“Yep,” Jack agrees, eagerly accepting his drinks from the bartender. He downs the shot and chases it with a hefty gulp of beer. “I saw your column the other day.
Taking Out The Trash.
Inspiring,” he says, his voice laced with sarcasm.
“What column?” Daisy seeks clarification, discontent that the two of them share information she is not privy to.
“It was a piece about letting go of past relationships,” Savannah explains dryly. The topic, usually causing her guilt, has no such effect in this instance. Feeling purposely jabbed, Savannah takes a finite amount of pleasure in her confession. “You know, taking out the trash…getting rid of the excess baggage.
Let it go
and move on.”
“Were you having problems with that?” Daisy inquires. “Jack’s doing fine. He’s moved on,” she is sure to add, a reminder to him and a convincing resolution to herself.

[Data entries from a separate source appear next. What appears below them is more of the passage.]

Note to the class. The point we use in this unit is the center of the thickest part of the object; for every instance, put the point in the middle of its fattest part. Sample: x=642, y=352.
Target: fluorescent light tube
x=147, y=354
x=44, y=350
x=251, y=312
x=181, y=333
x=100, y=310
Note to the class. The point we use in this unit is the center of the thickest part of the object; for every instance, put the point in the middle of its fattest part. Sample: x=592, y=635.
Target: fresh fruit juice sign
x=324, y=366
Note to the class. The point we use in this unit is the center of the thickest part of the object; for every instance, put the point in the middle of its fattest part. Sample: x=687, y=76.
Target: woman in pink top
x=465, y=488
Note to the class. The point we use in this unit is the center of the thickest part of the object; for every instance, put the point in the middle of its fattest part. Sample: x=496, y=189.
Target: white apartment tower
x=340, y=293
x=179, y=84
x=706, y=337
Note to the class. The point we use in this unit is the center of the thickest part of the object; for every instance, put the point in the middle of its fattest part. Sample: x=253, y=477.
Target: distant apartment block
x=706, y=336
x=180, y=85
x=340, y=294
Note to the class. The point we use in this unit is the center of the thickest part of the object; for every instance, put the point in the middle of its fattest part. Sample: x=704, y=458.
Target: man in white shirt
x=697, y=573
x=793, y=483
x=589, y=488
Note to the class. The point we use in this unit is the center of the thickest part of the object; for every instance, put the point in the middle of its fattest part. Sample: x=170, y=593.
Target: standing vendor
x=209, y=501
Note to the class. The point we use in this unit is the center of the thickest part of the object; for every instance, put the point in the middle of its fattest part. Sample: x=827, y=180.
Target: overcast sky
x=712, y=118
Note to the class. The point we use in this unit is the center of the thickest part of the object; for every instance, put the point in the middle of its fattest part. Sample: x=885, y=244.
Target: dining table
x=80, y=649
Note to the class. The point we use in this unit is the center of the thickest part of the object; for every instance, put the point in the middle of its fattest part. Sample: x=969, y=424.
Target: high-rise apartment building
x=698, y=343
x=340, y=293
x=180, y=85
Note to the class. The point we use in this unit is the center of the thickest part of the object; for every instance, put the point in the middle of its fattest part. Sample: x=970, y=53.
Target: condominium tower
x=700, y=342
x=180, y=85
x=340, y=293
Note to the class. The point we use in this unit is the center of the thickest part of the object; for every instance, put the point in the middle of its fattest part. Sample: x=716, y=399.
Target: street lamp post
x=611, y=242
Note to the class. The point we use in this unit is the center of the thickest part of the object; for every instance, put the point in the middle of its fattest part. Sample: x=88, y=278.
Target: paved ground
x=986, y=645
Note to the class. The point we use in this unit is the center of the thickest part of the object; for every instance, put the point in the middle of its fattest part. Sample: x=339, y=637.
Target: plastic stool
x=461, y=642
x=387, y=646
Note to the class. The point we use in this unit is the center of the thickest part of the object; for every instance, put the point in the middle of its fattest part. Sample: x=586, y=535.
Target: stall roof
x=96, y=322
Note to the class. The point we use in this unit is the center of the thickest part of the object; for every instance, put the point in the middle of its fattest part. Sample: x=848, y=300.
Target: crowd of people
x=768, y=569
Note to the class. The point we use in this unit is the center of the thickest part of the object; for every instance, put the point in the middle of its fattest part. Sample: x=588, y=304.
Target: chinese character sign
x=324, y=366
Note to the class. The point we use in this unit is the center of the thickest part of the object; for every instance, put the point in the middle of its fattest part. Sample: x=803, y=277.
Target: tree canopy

“I may have a few issues,” Savannah answers candidly, quickly pointing out, “not because I’m still in love. I’m just trying to find a good balance. You know, get to a healthy place. Where I don’t feel like a failure for getting divorced. Don’t feel bad for hurting another human being.” She eyes her phone, its vibration calling her attention from inside her glittery clutch, a text from Brody inquiring of her much desired attendance.
Daisy notices the distraction, neither female missing a beat. Both very much in tune with the other’s facial expressions, body language and general nuances.
“Who’s that?” Jack notices too, simply not as coy to make only a mental note, his inquiry of her phone action is immediate.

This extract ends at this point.